Il successo dell’AI in Italia passa da ricerca e competenze

L’Italia si trova oggi a un bivio decisivo nel panorama globale dell’intelligenza artificiale, oscillando tra eccellenze infrastrutturali di livello mondiale e fragilità strutturali che rischiano di frenarne lo slancio.
Secondo il Rapporto «L’Italia nell’era dell’AI» della Fondazione Leonardo, curato da Luciano Floridi e Micaela Lovecchio, il Paese vanta asset strategici unici: è l’unica nazione europea a ospitare due supercomputer nella top 5 continentale, ovvero HPC6 di Eni e Leonardo del Cineca, garantendo una capacità di calcolo sovrana senza eguali. A questo si aggiunge un primato normativo assoluto: con la Legge 132/2025 l’Italia è stata il primo Stato membro dell’Unione europea a dotarsi di una disciplina organica sull'AI, anticipando e integrando il Regolamento europeo (AI Act) per offrire certezze legali a imprese e cittadini.
I dati
Il mercato nazionale ha risposto con vigore, raggiungendo nel 2024 un valore di 1,2 miliardi di euro, +58% rispetto all’anno precedente. Tuttavia la trasformazione economica viaggia a due velocità: se le grandi imprese mostrano un tasso di adozione del 53,1%, le piccole e medie imprese si fermano al 15,7%, scontando barriere legate a competenze, costi e qualità dei dati.
Questa frammentazione è accompagnata da una preoccupante dipendenza tecnologica dall’estero per l’hardware e da un divario salariale critico: i professionisti dell’AI in Italia percepiscono compensi inferiori del 40-50% rispetto ai colleghi in Germania o nel Regno Unito, un fattore che alimenta una sistematica fuga di talenti. Per colmare questo gap il Rapporto propone obiettivi ambiziosi entro il 2030, tra cui il raggiungimento di un mercato da 5 miliardi di euro e un’adozione diffusa nelle imprese tra il 65% e il 75%.
In questo contesto la strategia italiana non può puntare alla competizione frontale con i giganti Usa e Cina sui modelli generalisti, ma deve focalizzarsi sulla differenziazione in settori verticali di eccellenza come la manifattura 4.0, la sanità, l’agroalimentare e il patrimonio culturale.

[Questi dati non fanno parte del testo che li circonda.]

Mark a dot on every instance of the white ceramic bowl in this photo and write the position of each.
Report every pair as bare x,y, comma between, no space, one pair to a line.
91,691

Un pilastro fondamentale di questa «via italiana» è lo sviluppo di large language model nazionali «come Minerva, Velvet, Italia e FastwebMIIA» sottolinea il rapporto, essenziali per garantire sovranità tecnologica e soluzioni adatte alla lingua e al contesto normativo locale. Anche la Pubblica amministrazione sta tracciando una strada innovativa, con istituzioni come la Camera dei Deputati che adottano sistemi di intelligenza artificiale per la gestione delle informazioni, privilegiando trasparenza e centralità umana.
Le risorse
Per sostenere questa crescita, sono necessarie risorse stimate tra 800 milioni e 1,2 miliardi di euro nel triennio 2026-2028, destinati a fondi di Venture capital, incentivi fiscali per il rientro dei cervelli e potenziamento della ricerca. Guardando però oltre il medio termine, la visione per il 2035 prefigura un mercato nazionale da 10 miliardi di euro, sostenuto da una riduzione del divario territoriale tra Nord e Sud grazie alla creazione di hub di eccellenza diffusi nel Mezzogiorno.
«Tale evoluzione richiede però una continuità nelle politiche industriali e un investimento pubblico cumulativo di almeno due miliardi di euro nel decennio 2026-2035 – recita il testo del rapporto –. La sfida è sia economica sia culturale: occorre trasformare l’alfabetizzazione digitale, oggi ancora disomogenea, in una competenza di base per oltre la metà dei cittadini, garantendo che l’intelligenza artificiale diventi un supporto inclusivo ai servizi pubblici e non un fattore di ulteriore esclusione sociale.